Aldığımız besinlerin saklama koşullarının doğru bilinmemesi, fazla alındığı için tüketilmemesi ve atılması gibi sebeplerle etrafa yaydıkları sera gazları ve onların etkileri bugün iklim krizinin yaşanmasındaki etmenlerden bir tanesi.
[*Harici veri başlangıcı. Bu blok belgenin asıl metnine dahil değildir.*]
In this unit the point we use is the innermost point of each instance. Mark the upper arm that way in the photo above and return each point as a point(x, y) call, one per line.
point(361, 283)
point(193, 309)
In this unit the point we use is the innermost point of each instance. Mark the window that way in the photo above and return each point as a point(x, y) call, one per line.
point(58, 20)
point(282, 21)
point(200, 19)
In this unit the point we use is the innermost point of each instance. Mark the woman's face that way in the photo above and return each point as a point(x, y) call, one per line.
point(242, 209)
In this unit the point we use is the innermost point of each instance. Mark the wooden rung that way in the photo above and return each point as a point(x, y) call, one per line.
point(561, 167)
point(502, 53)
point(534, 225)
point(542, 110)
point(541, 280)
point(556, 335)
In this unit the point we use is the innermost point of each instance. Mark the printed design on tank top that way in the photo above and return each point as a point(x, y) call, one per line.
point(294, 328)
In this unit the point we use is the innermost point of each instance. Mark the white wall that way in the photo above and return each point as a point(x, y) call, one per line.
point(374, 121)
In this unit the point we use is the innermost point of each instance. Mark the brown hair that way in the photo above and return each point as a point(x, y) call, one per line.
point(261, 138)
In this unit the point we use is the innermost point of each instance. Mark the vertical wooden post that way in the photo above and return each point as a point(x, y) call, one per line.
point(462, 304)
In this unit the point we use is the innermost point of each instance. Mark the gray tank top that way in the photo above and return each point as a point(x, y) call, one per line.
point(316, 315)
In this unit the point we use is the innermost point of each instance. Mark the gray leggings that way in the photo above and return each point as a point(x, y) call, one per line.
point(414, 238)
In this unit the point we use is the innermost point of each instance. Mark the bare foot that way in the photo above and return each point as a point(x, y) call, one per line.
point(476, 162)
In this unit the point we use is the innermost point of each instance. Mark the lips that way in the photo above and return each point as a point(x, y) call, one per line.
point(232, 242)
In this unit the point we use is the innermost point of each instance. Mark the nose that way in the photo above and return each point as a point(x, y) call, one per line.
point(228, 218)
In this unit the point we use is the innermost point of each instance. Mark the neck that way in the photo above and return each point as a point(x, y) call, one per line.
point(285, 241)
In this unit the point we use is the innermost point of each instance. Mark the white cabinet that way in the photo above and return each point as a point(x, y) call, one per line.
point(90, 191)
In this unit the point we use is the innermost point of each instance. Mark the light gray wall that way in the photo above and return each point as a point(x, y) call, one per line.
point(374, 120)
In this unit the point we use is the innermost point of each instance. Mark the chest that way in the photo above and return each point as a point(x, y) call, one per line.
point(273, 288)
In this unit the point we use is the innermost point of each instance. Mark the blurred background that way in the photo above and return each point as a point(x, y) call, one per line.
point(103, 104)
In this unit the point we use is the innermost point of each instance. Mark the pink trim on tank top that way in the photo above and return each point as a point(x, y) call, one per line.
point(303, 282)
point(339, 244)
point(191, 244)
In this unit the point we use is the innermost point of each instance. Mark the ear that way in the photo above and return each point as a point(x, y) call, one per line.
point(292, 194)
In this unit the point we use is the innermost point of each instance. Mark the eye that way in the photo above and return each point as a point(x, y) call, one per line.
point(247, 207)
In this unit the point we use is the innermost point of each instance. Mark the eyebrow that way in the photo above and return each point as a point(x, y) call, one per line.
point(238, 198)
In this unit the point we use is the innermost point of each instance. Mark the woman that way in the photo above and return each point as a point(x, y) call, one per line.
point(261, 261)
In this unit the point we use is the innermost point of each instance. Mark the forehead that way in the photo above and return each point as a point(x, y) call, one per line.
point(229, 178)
Ebeveynler olarak bu konuda da bizlere büyük görevler düşüyor. Farkındalık yaratmak ve kendimize de bir çeki düzen vermek adına bu hafta bu yazıyı hazırlamak istedim. Çünkü her birimiz eminim ki, pazar tezgâhlarında canlı canlı duran sebzeleri ve meyveleri görünce tüketebileceğimizin çok üstünde alımlar yapıyoruz. Saklama koşullarına uygun muhafaza edebilsek dahi, belli sürelerde tüketemediğimiz için istenmeyen gazların üretimine ve su israfına sebep oluyoruz.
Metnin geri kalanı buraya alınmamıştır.